- Born: Barbara Anne Abbott 26 July 1928 Summer Hill, New South Wales, Australia
- Died: 7 November 2022 (aged 94) Double Bay, New South Wales, Australia
- Education: Meriden Church of England School for Girls East Sydney Technical College
- Known for: Etching & works on paper
- Spouse: George Madgwick Davidson AM
- Children: 2 sons 1 daughter
- Father: Dr J H Abbott
- Relatives: Grandfather Joseph Abbott

= Barbara A. Davidson =

Australian artist

Barbara Anne Davidson (26 July 1928 – 7 November 2022) was a New South Wales–born Australian artist who worked in a variety of print media including etching, lithography, collagraph and artists books. She was a key proponent of the printmaking revival in Sydney in the 1970s and an active member of Sydney printmakers.

==Biography==
Abbott was born at her parents' house in Summer Hill on 26 July 1928. She was the daughter of Dr Joseph Henry Abbott, a Sydney medical practitioner. She had two brothers, Philip and Rodney, and a sister, Audrey.

In the 1930s she was educated at Meriden Church of England School for Girls in Redmyre Road, Strathfield, completing the Leaving Certificate in 1944. From 1945 until 1949 she attended the East Sydney Technical College which is now known as the National Art School. At East Sydney, she was influenced by the colour curriculum of pioneering Sydney-based colour designer and educator Phyllis Shillito (1895–1980). Abbott graduated in textile design with honours in 1950.

In 1951, she married George Madgwick Davidson, a Sydney medical practitioner. He went on to be the director of anaesthetics and resuscitation at the Prince of Wales Hospital. The Davidsons had three children.
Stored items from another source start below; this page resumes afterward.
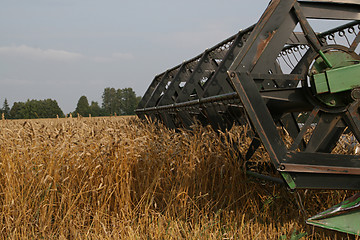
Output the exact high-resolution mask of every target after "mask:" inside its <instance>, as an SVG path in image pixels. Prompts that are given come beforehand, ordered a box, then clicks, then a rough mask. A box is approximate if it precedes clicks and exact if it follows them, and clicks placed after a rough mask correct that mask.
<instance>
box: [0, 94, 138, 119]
mask: <svg viewBox="0 0 360 240" xmlns="http://www.w3.org/2000/svg"><path fill="white" fill-rule="evenodd" d="M140 99H141V97H138V96H136V94H135V92H134V90H133V89H132V88H123V89H115V88H105V89H104V92H103V94H102V104H101V106H100V105H99V103H98V102H95V101H92V102H91V103H90V104H89V101H88V99H87V97H86V96H81V97H80V98H79V100H78V102H77V105H76V108H75V110H74V111H73V112H71V113H68V114H67V115H68V116H69V115H70V114H71V115H72V116H78V115H80V116H85V117H87V116H93V117H98V116H111V115H133V114H135V109H136V106H137V105H138V103H139V101H140ZM0 114H1V116H2V118H5V119H34V118H56V117H65V114H64V112H63V111H62V110H61V108H60V107H59V105H58V103H57V101H56V100H52V99H45V100H27V101H26V102H14V104H13V106H12V107H11V108H10V106H9V104H8V101H7V99H5V101H4V103H3V106H2V108H1V109H0Z"/></svg>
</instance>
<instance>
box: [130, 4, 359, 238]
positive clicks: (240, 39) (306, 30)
mask: <svg viewBox="0 0 360 240" xmlns="http://www.w3.org/2000/svg"><path fill="white" fill-rule="evenodd" d="M310 19H315V20H316V21H318V22H319V24H320V25H322V26H327V27H328V29H327V30H326V31H323V32H319V31H316V30H315V29H313V27H312V24H313V23H314V21H313V20H311V21H309V20H310ZM328 20H341V21H328ZM316 24H317V25H319V24H318V23H317V22H316ZM359 42H360V1H358V0H328V1H325V0H317V1H296V0H272V1H271V2H270V3H269V5H268V7H267V8H266V10H265V12H264V13H263V15H262V16H261V18H260V19H259V21H258V22H257V23H256V24H254V25H253V26H250V27H248V28H246V29H244V30H241V31H239V32H238V33H237V34H235V35H233V36H231V37H229V38H228V39H226V40H224V41H223V42H221V43H219V44H217V45H215V46H214V47H212V48H208V49H206V50H205V51H204V52H203V53H201V54H199V55H198V56H196V57H194V58H192V59H190V60H188V61H184V62H183V63H181V64H179V65H177V66H175V67H173V68H171V69H168V70H166V71H165V72H163V73H161V74H159V75H157V76H155V78H154V79H153V81H152V82H151V84H150V86H149V88H148V90H147V91H146V93H145V95H144V97H143V98H142V100H141V102H140V103H139V106H138V108H137V110H136V113H137V115H138V116H139V117H140V118H145V117H148V118H151V119H153V120H157V121H160V122H162V123H163V124H165V125H166V126H167V127H169V128H173V129H174V128H191V126H192V125H193V124H194V123H195V122H199V123H201V124H203V125H211V126H212V127H213V128H214V129H215V130H221V131H224V130H225V129H229V128H231V127H232V126H233V125H244V124H249V125H250V126H251V128H252V130H253V133H254V134H253V140H252V143H251V144H250V146H249V147H248V150H247V152H246V153H245V154H244V156H245V160H244V161H249V160H250V159H251V157H252V155H253V153H254V152H255V151H256V149H257V148H258V147H259V146H260V145H261V144H262V145H263V146H264V147H265V149H266V150H267V152H268V153H269V156H270V160H271V163H272V164H273V166H274V168H275V169H276V170H277V171H278V172H279V173H280V176H281V178H282V180H283V181H284V182H285V184H286V185H287V186H288V187H289V188H290V189H303V188H306V189H308V188H311V189H314V188H315V189H351V190H360V155H357V154H354V152H349V153H348V154H335V153H334V152H333V150H334V148H335V147H336V146H337V145H338V144H341V143H342V141H344V139H345V138H350V139H352V140H353V142H354V144H355V146H354V147H357V146H358V145H359V142H360V113H359V107H360V56H359V50H360V49H359ZM283 132H286V133H287V136H284V134H283ZM289 137H290V138H291V141H290V144H289V140H288V139H285V138H289ZM258 175H261V174H258ZM264 177H266V176H264ZM339 206H341V211H340V212H336V211H335V213H334V211H330V212H327V213H323V214H320V215H319V216H318V217H316V216H315V217H313V218H311V219H309V220H308V222H309V223H311V224H314V225H318V226H326V227H328V228H331V229H338V230H340V231H344V232H348V233H353V234H359V231H360V224H359V222H360V211H359V209H360V195H359V194H358V195H355V196H354V197H352V198H351V201H350V200H349V202H347V203H344V204H342V205H339ZM349 206H350V207H349ZM337 209H340V207H338V208H337ZM349 209H351V210H349ZM335 210H336V209H335ZM329 213H330V214H329ZM354 214H355V215H354ZM334 216H335V220H334ZM344 216H345V217H344ZM346 216H348V217H349V216H352V219H357V221H355V223H353V225H351V222H354V221H349V224H347V225H346V224H345V226H342V225H341V223H343V222H344V221H346V220H344V219H346ZM354 216H355V217H354Z"/></svg>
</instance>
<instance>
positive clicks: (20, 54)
mask: <svg viewBox="0 0 360 240" xmlns="http://www.w3.org/2000/svg"><path fill="white" fill-rule="evenodd" d="M0 57H6V58H9V57H10V58H16V59H17V60H18V59H19V58H21V59H24V60H25V59H26V60H28V59H31V60H37V61H44V60H45V61H61V62H68V61H79V60H81V61H89V62H97V63H108V62H116V61H122V60H131V59H134V56H133V54H131V53H120V52H116V53H113V54H111V55H110V56H85V55H83V54H81V53H75V52H68V51H64V50H55V49H41V48H34V47H29V46H26V45H21V46H10V47H0Z"/></svg>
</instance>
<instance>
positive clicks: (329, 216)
mask: <svg viewBox="0 0 360 240" xmlns="http://www.w3.org/2000/svg"><path fill="white" fill-rule="evenodd" d="M307 223H308V224H311V225H314V226H318V227H323V228H327V229H331V230H336V231H340V232H345V233H350V234H354V235H359V236H360V194H356V195H354V196H352V197H351V198H349V199H347V200H345V201H344V202H342V203H340V204H338V205H335V206H334V207H332V208H330V209H328V210H326V211H324V212H322V213H319V214H318V215H316V216H314V217H311V218H309V219H308V220H307Z"/></svg>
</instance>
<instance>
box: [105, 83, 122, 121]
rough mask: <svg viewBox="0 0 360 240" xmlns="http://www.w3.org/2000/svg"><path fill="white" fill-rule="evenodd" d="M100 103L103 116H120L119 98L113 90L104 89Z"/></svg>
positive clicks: (116, 92)
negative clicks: (103, 113) (101, 102)
mask: <svg viewBox="0 0 360 240" xmlns="http://www.w3.org/2000/svg"><path fill="white" fill-rule="evenodd" d="M102 101H103V102H102V109H103V112H104V114H105V115H107V116H109V115H113V114H115V113H116V114H120V106H119V98H118V93H117V91H116V90H115V88H105V89H104V92H103V94H102Z"/></svg>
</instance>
Davidson's work is included in public and private collections worldwide, including in America, Brazil, Britain, the Czech Republic, New Zealand, and Sweden. She has worked in the National Gallery of Australia, the State Library of Queensland, and the Powerhouse Museum. A 2017 oral history interview is held by the State Library of New South Wales.

She has undertaken three commissions for the Print Council of Australia and has won many awards. In 2001, the author Tanya
Crothers wrote a book about Davidson explaining the complexities of her work and how she draws on her home and her city in her art. Davidson died in Sydney in 2022.